Israel unveils armed robotic vehicle for ‘forward reconnaissance missions’

M-RCV includes machine gun, anti-tank missile launcher, drone deployer, and array of sensors; testing to begin in 2023

Emanuel (Mannie) Fabian is The Times of Israel's military correspondent

The Defense Ministry on Monday announced it would begin testing a new robotic unmanned combat vehicle it is developing with several Israeli arms firms.

The Medium Robotic Combat Vehicle (M-RCV) — unveiled for the first time at the Eurosatory defense expo being held in Paris — integrates several “cutting-edge technologies,” according to the ministry, including an anti-tank missile launcher, a system for transporting and receiving drones, the ability to carry heavy loads and advanced maneuvering capabilities.

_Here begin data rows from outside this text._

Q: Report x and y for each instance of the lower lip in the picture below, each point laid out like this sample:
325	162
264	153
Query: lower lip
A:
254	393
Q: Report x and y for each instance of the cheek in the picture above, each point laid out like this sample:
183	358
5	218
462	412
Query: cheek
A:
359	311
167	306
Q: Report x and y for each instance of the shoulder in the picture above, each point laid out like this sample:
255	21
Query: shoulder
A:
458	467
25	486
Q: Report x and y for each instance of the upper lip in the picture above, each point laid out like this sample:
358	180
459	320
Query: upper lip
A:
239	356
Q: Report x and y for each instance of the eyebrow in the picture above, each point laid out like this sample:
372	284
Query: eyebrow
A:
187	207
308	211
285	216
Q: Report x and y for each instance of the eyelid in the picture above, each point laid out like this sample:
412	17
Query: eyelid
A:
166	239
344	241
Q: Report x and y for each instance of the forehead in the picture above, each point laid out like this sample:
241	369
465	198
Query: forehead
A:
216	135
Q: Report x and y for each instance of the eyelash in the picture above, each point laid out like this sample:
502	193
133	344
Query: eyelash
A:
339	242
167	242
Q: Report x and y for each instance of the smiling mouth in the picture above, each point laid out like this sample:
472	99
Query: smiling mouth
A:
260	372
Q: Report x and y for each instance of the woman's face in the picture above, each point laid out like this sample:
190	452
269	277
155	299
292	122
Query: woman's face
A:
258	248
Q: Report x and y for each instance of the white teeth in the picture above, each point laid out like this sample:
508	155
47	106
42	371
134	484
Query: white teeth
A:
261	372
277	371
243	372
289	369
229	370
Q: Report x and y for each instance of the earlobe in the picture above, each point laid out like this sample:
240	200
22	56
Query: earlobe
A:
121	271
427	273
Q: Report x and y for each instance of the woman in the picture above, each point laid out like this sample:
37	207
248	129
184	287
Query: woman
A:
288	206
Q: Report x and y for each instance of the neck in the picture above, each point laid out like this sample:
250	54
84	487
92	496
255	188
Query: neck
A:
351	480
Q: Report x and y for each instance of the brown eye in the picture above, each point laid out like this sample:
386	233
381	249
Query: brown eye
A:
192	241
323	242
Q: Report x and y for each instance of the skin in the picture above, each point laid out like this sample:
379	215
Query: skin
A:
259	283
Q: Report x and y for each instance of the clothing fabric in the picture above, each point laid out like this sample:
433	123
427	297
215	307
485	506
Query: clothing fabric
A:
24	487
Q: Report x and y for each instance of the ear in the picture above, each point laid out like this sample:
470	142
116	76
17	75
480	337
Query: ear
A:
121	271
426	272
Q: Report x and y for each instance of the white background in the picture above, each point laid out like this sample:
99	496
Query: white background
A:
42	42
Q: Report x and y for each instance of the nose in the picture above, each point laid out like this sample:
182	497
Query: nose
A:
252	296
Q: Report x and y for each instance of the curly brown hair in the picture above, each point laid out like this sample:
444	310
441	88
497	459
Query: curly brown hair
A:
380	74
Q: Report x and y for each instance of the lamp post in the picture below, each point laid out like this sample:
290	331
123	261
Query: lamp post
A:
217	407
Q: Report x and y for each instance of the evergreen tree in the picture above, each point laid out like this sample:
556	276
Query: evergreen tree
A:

The robotics platform was developed by BL Advanced Ground Support Systems; a 30-millimeter machine gun turret was developed by the ministry’s Tank and APC Directorate; an active defense system was developed by Elbit Systems; and the missile launcher was developed by the Israel Aerospace Industries, capable of launching Rafael Advanced Defense Systems’ “Spike” anti-tank missiles.

The ministry said the vehicle has the ability to hold a drone for “forward reconnaissance missions,” and an array of passive sensors developed by Elbit and Foresight Autonomous.

“The M-RCV’s capabilities include a highly autonomous solution for forward reconnaissance, and controlled lethality in all-terrain conditions,” the ministry said in a statement. “It is operational during the day and night in all-weather scenarios, while emphasizing operational effectiveness, simplicity, minimum operator intervention, and integration into heterogeneous unmanned arrays.”

The ministry said testing in “representative scenarios” was expected to begin next year, with no estimated date for the vehicle being ready for deployment.

A new Medium Robotic Combat Vehicle in a handout photo published June 1, 2022. (Defense Ministry)

The Israel Defense Forces has already deployed autonomous combat vehicles to assist in patrolling Israel’s border with the Gaza Strip.

Unmanned ground vehicles are being increasingly used by other armies, including those of the United States, Britain, and Russia. Their tasks include logistical support, the removal of mines, and firing weapons.